More than a decade has passed since the death of Mr. Alvaro. I treated hundreds of patients at Ben Taub during that time, patients from Nigeria, Bhutan, Eritrea, Vietnam, from the Fifth Ward here in Houston, even from my grandparents’ village in El Salvador. I am no longer an intern. In fact, now I’m the one teaching the graduate students and medical students.

However, I try to find my patient stories. It’s my favorite part of being a doctor. I don’t mean their medical histories. I mean the circumstances of their life. All of this information helps me better empathize with them, but the stories also make medical care more efficient, more personal, and reduce the number of tests needed to diagnose and provide treatment.

In 2021, the cost of delivering health care to Medicare enrollees eclipsed $15,000 per patient per year. Out-of-pocket costs for all Americans increased by 10%. Healthcare in this country remained the most expensive in the world, and not just for a nose. More than eighteen cents of every dollar spent in the United States went to the medical industry, nearly double the amount seen in European countries. As a result, Americans have expressed doubts — if not outright hostility — about their health care system, with more than half rating it a failure.

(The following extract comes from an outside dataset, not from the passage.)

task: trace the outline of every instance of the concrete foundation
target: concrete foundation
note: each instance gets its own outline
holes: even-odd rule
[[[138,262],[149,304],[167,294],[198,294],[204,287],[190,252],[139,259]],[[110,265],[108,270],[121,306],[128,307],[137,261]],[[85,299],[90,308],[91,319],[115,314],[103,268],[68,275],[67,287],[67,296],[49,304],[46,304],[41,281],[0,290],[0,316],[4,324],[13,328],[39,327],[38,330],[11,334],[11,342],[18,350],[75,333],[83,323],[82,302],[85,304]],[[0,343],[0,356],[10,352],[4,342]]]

Given these circumstances, it’s hard to imagine doctors spending more time with their patients listening to stories. If time is money, then wouldn’t it make sense that in order to cut health care costs, doctors should act more efficiently and reduce the time they spend with their patients? This was certainly the underlying mentality of the American healthcare industry.

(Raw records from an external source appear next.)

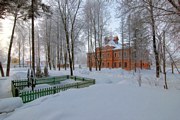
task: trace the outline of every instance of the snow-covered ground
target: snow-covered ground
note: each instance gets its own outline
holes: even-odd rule
[[[155,78],[155,70],[137,73],[122,69],[90,72],[76,69],[74,75],[96,79],[96,84],[70,89],[21,105],[10,93],[11,79],[26,77],[26,69],[12,69],[11,77],[0,79],[0,105],[17,102],[17,108],[0,113],[0,120],[179,120],[180,74],[167,73],[168,90],[163,89],[163,76]],[[69,71],[49,71],[51,76]],[[139,87],[138,80],[142,84]],[[6,99],[2,99],[6,98]],[[10,104],[11,103],[11,104]],[[16,104],[16,103],[14,103]],[[19,105],[19,106],[18,106]],[[21,107],[20,107],[21,106]],[[0,109],[5,109],[1,108]],[[4,110],[5,111],[5,110]]]

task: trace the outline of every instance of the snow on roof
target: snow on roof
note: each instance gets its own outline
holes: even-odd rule
[[[122,44],[115,43],[114,40],[110,40],[105,46],[112,46],[114,47],[114,50],[122,49]],[[127,48],[127,47],[128,47],[127,43],[124,43],[124,48]]]

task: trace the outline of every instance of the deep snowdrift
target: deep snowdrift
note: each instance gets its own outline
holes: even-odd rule
[[[94,85],[37,99],[4,120],[179,120],[180,92]]]

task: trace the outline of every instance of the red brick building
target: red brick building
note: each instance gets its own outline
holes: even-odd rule
[[[150,68],[149,51],[141,50],[141,52],[135,52],[132,47],[126,45],[123,46],[122,50],[122,45],[118,43],[118,38],[116,37],[113,40],[105,40],[105,45],[102,48],[96,48],[96,52],[97,57],[95,57],[95,52],[87,53],[88,67],[91,65],[95,68],[96,63],[98,64],[101,58],[101,68],[123,67],[125,70],[132,70],[135,67]]]

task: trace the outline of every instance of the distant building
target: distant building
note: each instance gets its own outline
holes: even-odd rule
[[[105,37],[105,45],[101,48],[96,48],[97,59],[95,53],[87,53],[87,66],[96,67],[97,61],[100,61],[101,54],[101,67],[102,68],[122,68],[125,70],[132,70],[136,68],[149,69],[149,51],[141,50],[140,53],[135,52],[133,47],[127,44],[122,45],[118,43],[118,37],[108,39]],[[123,58],[122,59],[122,51]],[[136,54],[135,54],[136,53]]]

What I realized was that there was something very special about Ben Taub that allowed me to sit down and listen to the stories of Mr. Alvaro and other patients. The hospital is part of Harris Health, a publicly funded system that provides health care directly, without insurance intermediaries, to nearly half of its patients. The system charges the other half’s insurance without trying to make a profit. The result is something doctors like me hear on a daily basis: the time we dedicate to Alvaro, and to any patient like him, is more important than money. Could he be a role model for the rest of America? Only time would tell.

Ricardo Nuila has practiced medicine at Ben Taub Hospital as a hospitalist and teacher since 2010. He is an associate professor at Baylor College of Medicine, where he directs the Humanities Expression and Arts Lab. His views do not represent those of Baylor. This essay is an adapted excerpt from his book, “The People’s Hospital: Hope and Peril in American Medicine,” published by Scribner this month.